A squat, metallic box from the outside, looking quite unlike a place where food was served, the interior was not unlike that of any large pub bistro in the country. Sure, there’s a painting of dudes in puffy pants and fezzes everywhere, but for the most part, it was a very familiar, welcoming environment.
After a rather quite nice Karlovacko, one of the beers they had on import, we ordered and I opted on the mixed grill, a reputed standout amidst the sausages and cabbage dumplings on the menu. Less than 10 minutes later we were presented with heaving platters that must have each comprised half a grown pig, also groaning under the weight of coleslaw and salad.

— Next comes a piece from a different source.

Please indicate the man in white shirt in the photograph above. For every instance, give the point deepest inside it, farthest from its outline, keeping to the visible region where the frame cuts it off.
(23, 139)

Sure, it wasn’t complicated. Sure, it wasn’t presented with an artisan’s care. However, it was the most succulent, tasty pork I’ve ever had the pleasure of experiencing. I was transported. Not only did I visit my happy place, but I also took the time to mount a picture of said pork on the fireplace there. It was fantastic. Spectacular. Now that I’m on a health kick, I occasionally have really quite vivid, filthy dreams about it.
I would offer some caveats, however, to those who have decided to visit their local ethnic club for dinner. It’s always wise to book — such places are very, very popular and will fill up on Saturday as the whole family gets brought along for a feed. I’d also encourage readers to order an “entree” size of whatever they’re ordering — these guys don’t muck around; a main is enough to sustain a three-man expedition for a week. Finally, smile, be friendly and know that you’re welcome — we’re all Aussies and these folks are more than happy to introduce you to some of the delights they’re brought to this country.
So, friends, it’s time to hunt around. Ask your neighbours. Barrel up the the little old man who lives in the next flat. Grill him mercilessly on where he gets his grill. Keep an eye out as you motor past your local Italian, Polish or Croatian club. Culinary treasures exists within.